3:00 PM, 27 Feb 2019 - 4:00 PM, 27 Feb 2019, ORB 2.12, O'Rahilly Building, UCC

Gay Identity in Liberal Ireland and the Social Silencing of Male Prostitution: The Rent Boy Figure in Keith Ridgway’s ‘Angelo’ and The Parts.

School of English Research Seminar

27 February

José Carregal Romero, University of Vigo, Spain

“Gay Identity in Liberal Ireland and the Social Silencing of Male Prostitution:

The Rent Boy Figure in Keith Ridgway’s ‘Angelo’ and The Parts.

ORB 2.12

All Welcome!

One of the most renowned gay fiction writers of contemporary Ireland, Keith Ridgway emerged in the 1990s as a powerful and innovative literary voice concerned with the rapid changes taking place in Irish society due to the economic boom and liberal discourses of the Celtic Tiger years.

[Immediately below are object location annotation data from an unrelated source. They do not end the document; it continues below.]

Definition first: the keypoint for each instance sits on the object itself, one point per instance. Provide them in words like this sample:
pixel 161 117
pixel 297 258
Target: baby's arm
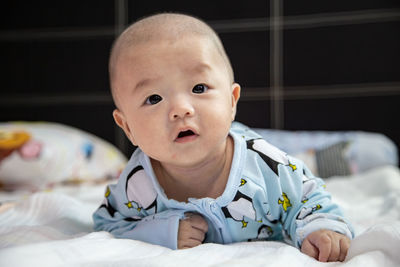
pixel 326 245
pixel 192 230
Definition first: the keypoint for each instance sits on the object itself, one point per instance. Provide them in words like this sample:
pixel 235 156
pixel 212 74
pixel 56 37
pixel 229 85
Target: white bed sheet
pixel 55 229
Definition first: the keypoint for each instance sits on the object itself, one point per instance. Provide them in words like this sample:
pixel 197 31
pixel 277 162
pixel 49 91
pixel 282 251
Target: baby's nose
pixel 180 109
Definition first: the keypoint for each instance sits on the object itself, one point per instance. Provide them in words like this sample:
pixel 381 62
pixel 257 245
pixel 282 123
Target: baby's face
pixel 176 100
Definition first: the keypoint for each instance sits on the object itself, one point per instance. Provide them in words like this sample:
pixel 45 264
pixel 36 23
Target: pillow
pixel 335 153
pixel 56 153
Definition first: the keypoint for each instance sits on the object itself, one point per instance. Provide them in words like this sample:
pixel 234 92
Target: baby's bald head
pixel 165 26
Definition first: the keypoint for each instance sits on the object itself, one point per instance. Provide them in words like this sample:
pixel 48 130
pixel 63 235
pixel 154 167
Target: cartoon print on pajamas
pixel 270 154
pixel 308 211
pixel 285 202
pixel 105 203
pixel 309 185
pixel 140 191
pixel 240 207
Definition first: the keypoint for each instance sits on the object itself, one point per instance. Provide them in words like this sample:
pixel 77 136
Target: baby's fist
pixel 192 230
pixel 326 245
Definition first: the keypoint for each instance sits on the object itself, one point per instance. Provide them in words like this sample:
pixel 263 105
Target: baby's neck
pixel 207 179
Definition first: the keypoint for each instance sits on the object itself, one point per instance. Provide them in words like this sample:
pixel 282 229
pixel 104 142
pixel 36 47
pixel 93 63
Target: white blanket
pixel 54 229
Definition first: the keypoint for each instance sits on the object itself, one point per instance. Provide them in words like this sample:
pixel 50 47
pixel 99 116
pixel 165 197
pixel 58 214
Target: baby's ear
pixel 120 120
pixel 235 98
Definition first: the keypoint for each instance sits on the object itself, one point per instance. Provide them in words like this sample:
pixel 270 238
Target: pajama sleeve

Published in the early 2000s, “Angelo” (2001) and The Parts (2003) foreground the class oppression and social divides of liberal Ireland. My reading of Ridgway’s works is informed by Robin Patric Clair’s formulation of silence as embedded in language, as “creating and re-creating our social realities” through the “organizing” of knowledge (Organizing Silence, 1998: 21). In particular, this study tackles the moral and cultural implications of the social silencing of male prostitution, as represented in Ridgway’s accounts of gay life and the rent boy trade in 1990s and early 2000s Dublin. My talk will thus address how, at the time, public attention on male prostitution was not only scarce, but also painfully displaced from the destitution that most rent boys experienced. The harsh realities of prostitution remained occluded by a liberal discourse that nonetheless created a new icon of gay identity –of an urban, middle-class and consumerist lifestyle– to celebrate national progress, while silencing the increasing economic disparities of the era. In “Angelo” and The Parts, Ridgway challenges the liberal stereotype of gay identity, offering intersectional approaches to gay life in Dublin, reaching into the underworld of male prostitution. In this way, Ridgway exposes the reader to a hidden world of violence and oppression, dramatising at the same time the effects of the social silencing of prostitution. This paper is part of a larger project, led by Professor Teresa Caneda at the University of Vigo, entitled “Inconvenient Truths: Cultural Practices of Silence in Contemporary Irish Fiction”. This project is funded by the Spanish Agency for Research and the European Regional Development Fund.

Bio note:

José Carregal-Romero obtained his PhD from the University of Vigo (Spain) in 2016, with a dissertation on Colm Tóibín’s fiction, which received the Inés Praga Terente Award by the Spanish Association of Irish Studies (AEDEI).He is now in receipt of a post-doctoral fellowship awarded by the Autonomous Government of Galicia, Spain (Axudas posdoutorais 2017), and is conducting part of his research at University College Dublin and University College Cork. He is currently writing a monograph on lesbian and gay identities in the fiction of contemporary Ireland. His publications include articles in journals such as Irish University Review, Critique: Studies in Contemporary Fiction and Etudes Irlandaises.